[¶ 1] John Knoblach appeals from a judgment of the District Court (Lewiston, Oram, J.) finding him in contempt for failing to pay spousal support to Stacylee A. Morris as required by the parties’ divorce decree, and imposing a period of incarceration unless he paid the arrearage within a specified time; and from the court’s subsequent denial of his motion for reconsideration or for relief from judgment. See M.R. Civ. P. 59(e), 60(b). Knob-lach argues that the court erred by holding the contempt hearing one day too soon based on the amount of notice he was entitled to receive pursuant to M.R. Civ. P. 66(d)(2)(C), which states that a contempt subpoena must be served on the alleged contemnor “no less than 10 days prior to the hearing unless a shorter time is ordered by the court.” See also M.R. Civ. P. 6(a) (stating that if the last day of a prescribed time period falls on a Sunday, “the period runs until the end of the next day”). We affirm.
[¶ 2] Even if the court erred by holding the hearing within the notice period, Knob-lach has not demonstrated that the contempt order should be vacated. As shown by the court’s authority to order notice of fewer than ten days in contempt proceedings, see M.R. Civ. P. 66(d)(2)(C), that temporal framework is not jurisdictional. Further, after Knoblach was served with the contempt subpoena informing him of the date of the hearing, he did not move to continue the hearing either in his answer to the contempt motion or at the hearing itself.1 Rather, the record demonstrates that at the contempt hearing, Knoblach presented evidence and argued his position, and that in its judgment the court considered and ultimately rejected Knob-lach’s contention on its merits.

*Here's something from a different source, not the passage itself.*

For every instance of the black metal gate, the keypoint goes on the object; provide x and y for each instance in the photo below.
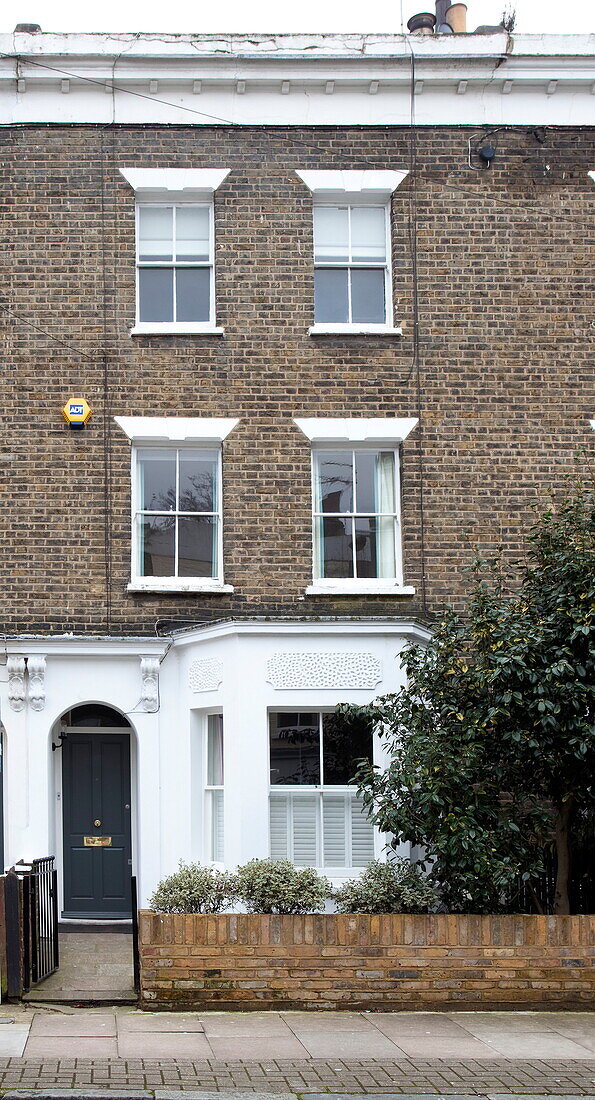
(32, 923)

[¶ 3] Additionally, Knoblach has argued in his post-judgment motion and his brief on appeal only that his attorney was unavailable during the week before the hearing. He has not described any additional evidence that he would have presented or how he otherwise would have proceeded differently—either with or without the assistance of an attorney—if he had had one additional day to prepare. See Hopkins v. Dep’t of Human Servs., 2002 ME 129, ¶ 13, 802 A.2d 999 (holding that a party raising a due process challenge based on defective notice must show how he or she was prejudiced by the error); cf. Daud v. Abdullahi, 2015 ME 48, ¶ 6, 115 A.3d 77 (concluding that a defendant’s failure to retain an attorney when he had sufficient time to do so was “not a substantial reason that would compel the court to grant a continuance”).

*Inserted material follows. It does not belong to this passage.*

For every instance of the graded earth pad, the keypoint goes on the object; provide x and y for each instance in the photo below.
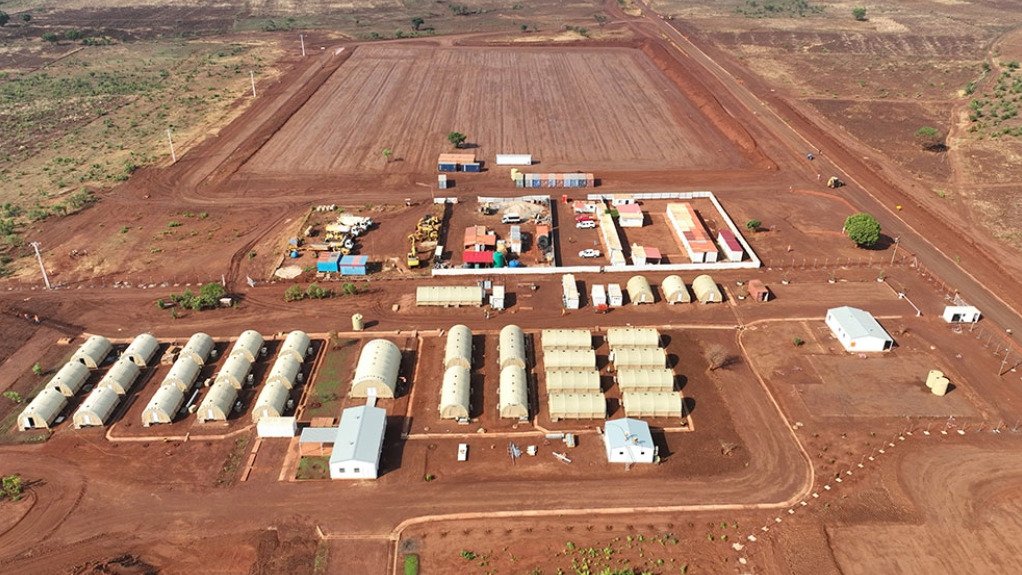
(571, 108)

[¶ 4] Therefore, contrary to Knoblach’s argument, the court did not err or abuse its discretion by proceeding with the hearing without objection on the scheduled date, or by denying Knoblach’s motion to reconsider or for relief from judgment. See In re A.M., 2012 ME 118, ¶ 14, 55 A.3d 463 (“When due process is implicated, we re*134view ... procedural rulings to determine whether the process struck a balance between competing concerns that was fundamentally fair.” (quotation marks omitted)).
The entry is:
Judgment affirmed.
. In his answer to the motion, Knoblach stated only that if the court found the answer "lackfing],” or if the court determined that he did "not provide enough evidence or records” at the hearing, he then would ask the court "to delay” the hearing—something he did not do.